Chemical and structural investigations of the interactions of Cu with MnSiO3 diffusion barrier layers

Abstract

X-ray photoelectron spectroscopy (XPS) has been used to investigate the thermodynamic stability of Cu layers deposited onto Mn silicate (MnSiO3) barrier layers formed on SiO2 surfaces. Using a fully in situ growth and analysis experimental procedure, it has been shown that ∼1 nm Cu layers do not chemically react with ultra thin (∼2.6 nm) MnSiO3 surfaces following 400 °C annealing, with no evidence for the growth of Cu oxide species, which are known to act as an intermediate step in the Cu diffusion process into silica based dielectrics.
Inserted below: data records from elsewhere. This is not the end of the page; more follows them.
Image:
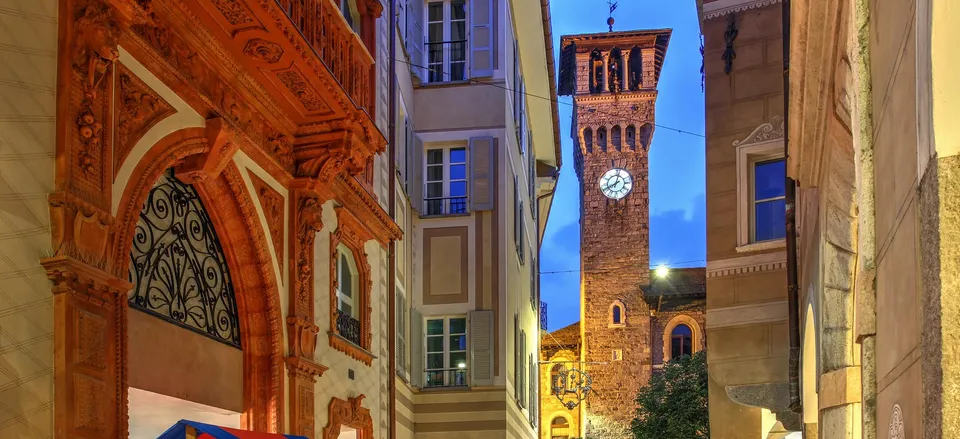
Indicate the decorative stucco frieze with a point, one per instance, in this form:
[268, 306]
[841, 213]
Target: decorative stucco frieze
[720, 8]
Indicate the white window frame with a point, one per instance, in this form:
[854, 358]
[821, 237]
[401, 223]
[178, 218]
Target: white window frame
[447, 181]
[447, 39]
[342, 298]
[448, 379]
[747, 157]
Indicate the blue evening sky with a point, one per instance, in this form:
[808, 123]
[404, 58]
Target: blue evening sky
[677, 202]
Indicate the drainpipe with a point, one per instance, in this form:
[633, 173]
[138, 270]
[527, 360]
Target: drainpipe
[790, 195]
[392, 211]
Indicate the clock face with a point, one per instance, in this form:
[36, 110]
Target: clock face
[616, 183]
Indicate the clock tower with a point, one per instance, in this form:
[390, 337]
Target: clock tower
[613, 80]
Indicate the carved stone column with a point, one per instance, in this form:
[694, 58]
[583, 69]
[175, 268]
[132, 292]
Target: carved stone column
[305, 222]
[90, 309]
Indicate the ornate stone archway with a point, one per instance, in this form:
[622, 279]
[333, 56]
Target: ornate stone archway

The effectiveness of MnSiO3 as a barrier to Cu diffusion following high temperature annealing was also investigated, with electron energy loss spectroscopy suggesting that a ∼2.6 nm MnSiO3 layer prevents Cu diffusion at 400 °C. The chemical composition of a barrier layer formed following the deposition of a partially oxidised Mn (MnOx)/Cu alloy was also investigated using XPS in order to determine if the presence of Cu at the Mn/SiO2 interface during MnSiO3 growth inherently changes the chemical composition of the barrier layer. In contrast to previous publications, it has been shown that Mn oxide species do not form in the barrier region during thermal annealing, with Cu appearing to be chemically inert in the presence of Mn and SiO2.